Providing an overview of the “Support Recycling” section of the playbook, Chandra Holt, Vice President, Private Brands – Sam’s Club, said, “We know that two-thirds of all people won’t recycle something if it’s not clearly marked on the packaging.
“Our call to action today is to have merchants and suppliers talk about two questions as it relates to recycling. First, is the packaging recyclable? If it’s not recyclable, what can we do to make it recyclable? Then second, if it is recyclable, are we clearly communicating that to our customers? A couple of best practices are to work with the appropriate parties, such as the Sustainable Packaging Coalition, [to learn if the packaging can be collected, recovered, and used again] and to use consumer-friendly labels such as the How2Recycle Label.”
One example shared by Holt was a toothbrush package from Oral-B, redesigned for recyclability. By switching from polyvinyl chloride to PET for the blister package, the company turned a non-recyclable package into one that can be recycled, “and customers didn’t notice anything,” Holt remarked.
Of note, in the playbook, Walmart calls out PVC as a material suppliers should avoid. Other “Avoid” materials include biodegradable additives in petroleum-based plastics, paper labels on plastic packaging, black plastic, and other materials that are hard to recycle or contaminate the recycling stream.
A challenge to suppliers
In the playbook appendix, Walmart provides additional strategies for the three priority areas, a glossary, and additional resources.
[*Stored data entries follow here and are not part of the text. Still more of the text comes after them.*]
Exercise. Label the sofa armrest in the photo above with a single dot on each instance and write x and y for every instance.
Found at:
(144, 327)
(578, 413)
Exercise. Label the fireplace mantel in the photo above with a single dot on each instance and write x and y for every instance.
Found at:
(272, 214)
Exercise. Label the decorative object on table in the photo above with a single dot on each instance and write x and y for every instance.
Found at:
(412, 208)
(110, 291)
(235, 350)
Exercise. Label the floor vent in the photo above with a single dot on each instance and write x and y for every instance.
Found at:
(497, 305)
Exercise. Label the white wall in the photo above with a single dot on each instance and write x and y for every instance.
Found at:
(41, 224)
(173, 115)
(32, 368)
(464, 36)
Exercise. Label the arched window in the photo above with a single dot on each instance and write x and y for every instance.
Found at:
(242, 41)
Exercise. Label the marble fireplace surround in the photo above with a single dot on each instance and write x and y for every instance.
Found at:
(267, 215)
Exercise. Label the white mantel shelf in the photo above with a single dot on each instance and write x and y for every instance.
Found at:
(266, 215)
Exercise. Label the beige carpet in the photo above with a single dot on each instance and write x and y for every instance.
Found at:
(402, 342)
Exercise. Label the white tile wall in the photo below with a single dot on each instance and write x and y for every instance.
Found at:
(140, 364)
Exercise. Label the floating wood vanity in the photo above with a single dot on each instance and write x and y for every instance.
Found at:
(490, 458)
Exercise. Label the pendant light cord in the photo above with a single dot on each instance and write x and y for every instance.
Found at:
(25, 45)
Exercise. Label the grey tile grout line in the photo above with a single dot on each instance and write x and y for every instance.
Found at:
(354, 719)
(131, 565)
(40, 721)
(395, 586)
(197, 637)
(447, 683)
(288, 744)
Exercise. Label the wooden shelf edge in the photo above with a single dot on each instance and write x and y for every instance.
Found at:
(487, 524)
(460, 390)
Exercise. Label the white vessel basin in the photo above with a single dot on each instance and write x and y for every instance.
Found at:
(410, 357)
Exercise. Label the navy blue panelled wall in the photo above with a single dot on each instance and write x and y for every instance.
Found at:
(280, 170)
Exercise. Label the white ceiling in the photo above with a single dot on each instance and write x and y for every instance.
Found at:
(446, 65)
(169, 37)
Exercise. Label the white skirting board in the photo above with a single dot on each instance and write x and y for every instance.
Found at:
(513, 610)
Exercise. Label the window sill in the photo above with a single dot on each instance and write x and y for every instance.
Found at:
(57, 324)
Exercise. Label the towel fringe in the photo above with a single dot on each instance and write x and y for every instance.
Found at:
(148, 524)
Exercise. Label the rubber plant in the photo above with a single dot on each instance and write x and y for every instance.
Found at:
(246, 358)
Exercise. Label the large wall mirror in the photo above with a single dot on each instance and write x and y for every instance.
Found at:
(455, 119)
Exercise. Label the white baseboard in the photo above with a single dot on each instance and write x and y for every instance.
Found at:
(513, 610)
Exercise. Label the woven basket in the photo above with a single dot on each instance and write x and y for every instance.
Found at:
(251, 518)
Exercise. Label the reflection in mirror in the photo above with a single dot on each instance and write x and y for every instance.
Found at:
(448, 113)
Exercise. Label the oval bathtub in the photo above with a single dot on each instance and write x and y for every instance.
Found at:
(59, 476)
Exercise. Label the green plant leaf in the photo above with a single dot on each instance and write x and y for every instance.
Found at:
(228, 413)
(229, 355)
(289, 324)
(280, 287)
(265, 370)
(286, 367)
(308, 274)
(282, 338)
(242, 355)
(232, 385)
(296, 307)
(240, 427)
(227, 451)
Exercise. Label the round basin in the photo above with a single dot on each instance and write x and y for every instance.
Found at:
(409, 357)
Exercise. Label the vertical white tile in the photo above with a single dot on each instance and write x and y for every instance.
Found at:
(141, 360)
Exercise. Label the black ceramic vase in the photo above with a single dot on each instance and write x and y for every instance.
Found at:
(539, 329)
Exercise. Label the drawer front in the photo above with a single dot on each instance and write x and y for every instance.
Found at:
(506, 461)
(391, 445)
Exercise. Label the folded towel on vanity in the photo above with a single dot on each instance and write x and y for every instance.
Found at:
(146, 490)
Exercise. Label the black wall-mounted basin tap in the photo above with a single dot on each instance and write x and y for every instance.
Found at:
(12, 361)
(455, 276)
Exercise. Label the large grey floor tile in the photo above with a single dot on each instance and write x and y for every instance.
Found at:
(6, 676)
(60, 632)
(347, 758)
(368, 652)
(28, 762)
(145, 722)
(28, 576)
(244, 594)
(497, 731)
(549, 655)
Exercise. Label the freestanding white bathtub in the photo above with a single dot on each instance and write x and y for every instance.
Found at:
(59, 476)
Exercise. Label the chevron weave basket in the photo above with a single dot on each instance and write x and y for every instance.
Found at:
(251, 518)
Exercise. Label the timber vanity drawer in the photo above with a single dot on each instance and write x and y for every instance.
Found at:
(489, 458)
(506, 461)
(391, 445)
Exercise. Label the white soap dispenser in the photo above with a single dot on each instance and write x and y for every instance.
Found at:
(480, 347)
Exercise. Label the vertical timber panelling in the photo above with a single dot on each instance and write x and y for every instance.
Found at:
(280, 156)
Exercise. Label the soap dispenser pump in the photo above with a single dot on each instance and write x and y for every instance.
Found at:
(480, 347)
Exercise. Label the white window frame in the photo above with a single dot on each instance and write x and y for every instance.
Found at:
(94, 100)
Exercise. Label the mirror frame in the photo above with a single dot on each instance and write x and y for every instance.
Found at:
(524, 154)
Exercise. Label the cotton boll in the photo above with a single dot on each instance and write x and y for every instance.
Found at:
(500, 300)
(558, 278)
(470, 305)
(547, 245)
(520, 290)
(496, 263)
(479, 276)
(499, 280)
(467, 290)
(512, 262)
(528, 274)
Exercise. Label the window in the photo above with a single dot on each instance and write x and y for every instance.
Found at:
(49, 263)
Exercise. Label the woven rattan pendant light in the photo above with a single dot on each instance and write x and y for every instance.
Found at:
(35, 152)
Said Bratspies to summit attendees, “The playbook is something we hope you take away and something you study. Hopefully you will find something in there that you can apply to your own business. My challenge to everyone today is to find one thing, one change to one product or one process that can make a difference in your company and your product. That will be a start and will build momentum in how we do this.”